In future studies, a group with other febrile diseases could be included to assess the difference in sEV surface proteome between different febrile diseases. However, our previous study conducted with plasma samples from community-acquired pneumonia (CAP) patients showed a comparable surface proteome compared to malaria patients for some markers (CD16, CD106, TNF-R-II, Osteopontin, HLA-A/B/C, ITGAL, HLA-DR/DP/DQ, and HBEGF), while others were unique for malaria (CD81, CD9, HLA-DR, Selectin E, Hsp90, LAMP2, EGFR, and CD142) [48]. The shared sEV surface proteome between CAP and malaria argues for a potentially shared profile in acute inflammatory, febrile diseases. Other studies could involve other febrile diseases to further define a core set of markers for acute febrile diseases. Yet, the existence of malaria specific sEV surface proteins suggests a disease-specific regulation of vesicular surface proteins in addition to the general pro-inflammatory phenotype.

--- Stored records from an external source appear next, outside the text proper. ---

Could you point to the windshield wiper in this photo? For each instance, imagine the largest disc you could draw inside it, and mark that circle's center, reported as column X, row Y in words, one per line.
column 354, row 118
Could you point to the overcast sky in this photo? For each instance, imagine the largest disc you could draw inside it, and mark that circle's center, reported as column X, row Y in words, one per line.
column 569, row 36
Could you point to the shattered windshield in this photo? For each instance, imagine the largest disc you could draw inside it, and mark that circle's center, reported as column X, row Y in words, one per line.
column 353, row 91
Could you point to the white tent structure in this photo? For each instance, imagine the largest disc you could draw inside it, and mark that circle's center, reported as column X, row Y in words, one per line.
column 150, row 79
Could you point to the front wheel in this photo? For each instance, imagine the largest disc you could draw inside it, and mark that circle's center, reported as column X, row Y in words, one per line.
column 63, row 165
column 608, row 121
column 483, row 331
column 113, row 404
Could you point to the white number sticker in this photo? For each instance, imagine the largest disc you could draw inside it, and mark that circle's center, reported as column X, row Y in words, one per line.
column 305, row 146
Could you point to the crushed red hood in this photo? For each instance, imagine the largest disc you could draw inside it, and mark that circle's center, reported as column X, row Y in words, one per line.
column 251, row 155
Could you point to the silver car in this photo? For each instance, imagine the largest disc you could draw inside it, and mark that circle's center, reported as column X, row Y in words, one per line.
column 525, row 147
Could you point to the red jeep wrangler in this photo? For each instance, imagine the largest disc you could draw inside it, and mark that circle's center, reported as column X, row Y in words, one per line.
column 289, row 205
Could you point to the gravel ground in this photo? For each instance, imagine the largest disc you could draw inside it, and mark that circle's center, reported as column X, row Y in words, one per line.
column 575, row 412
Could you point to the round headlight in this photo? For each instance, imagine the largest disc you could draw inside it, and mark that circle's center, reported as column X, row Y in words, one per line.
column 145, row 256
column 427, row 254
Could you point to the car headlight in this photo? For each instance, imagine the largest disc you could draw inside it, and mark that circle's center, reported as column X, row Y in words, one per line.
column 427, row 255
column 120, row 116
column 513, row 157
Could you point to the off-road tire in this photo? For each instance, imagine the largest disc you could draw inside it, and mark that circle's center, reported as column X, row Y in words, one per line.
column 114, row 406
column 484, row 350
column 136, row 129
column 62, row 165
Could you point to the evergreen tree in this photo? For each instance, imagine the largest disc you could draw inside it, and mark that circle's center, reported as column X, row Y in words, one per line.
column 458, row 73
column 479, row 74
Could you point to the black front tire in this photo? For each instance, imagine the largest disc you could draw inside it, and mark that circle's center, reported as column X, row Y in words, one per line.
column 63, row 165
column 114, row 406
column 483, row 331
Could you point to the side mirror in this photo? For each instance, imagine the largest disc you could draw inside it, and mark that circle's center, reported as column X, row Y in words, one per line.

Taken together, we characterized the surface proteome of plasma sEVs that allows discrimination between malaria and healthy controls. We cannot conclude yet which effect the herein studied sEVs will have in vivo, as the ultimate function of EVs also depends on the protein and RNA cargo and the recipient cell. For clarification of these questions, future studies are needed.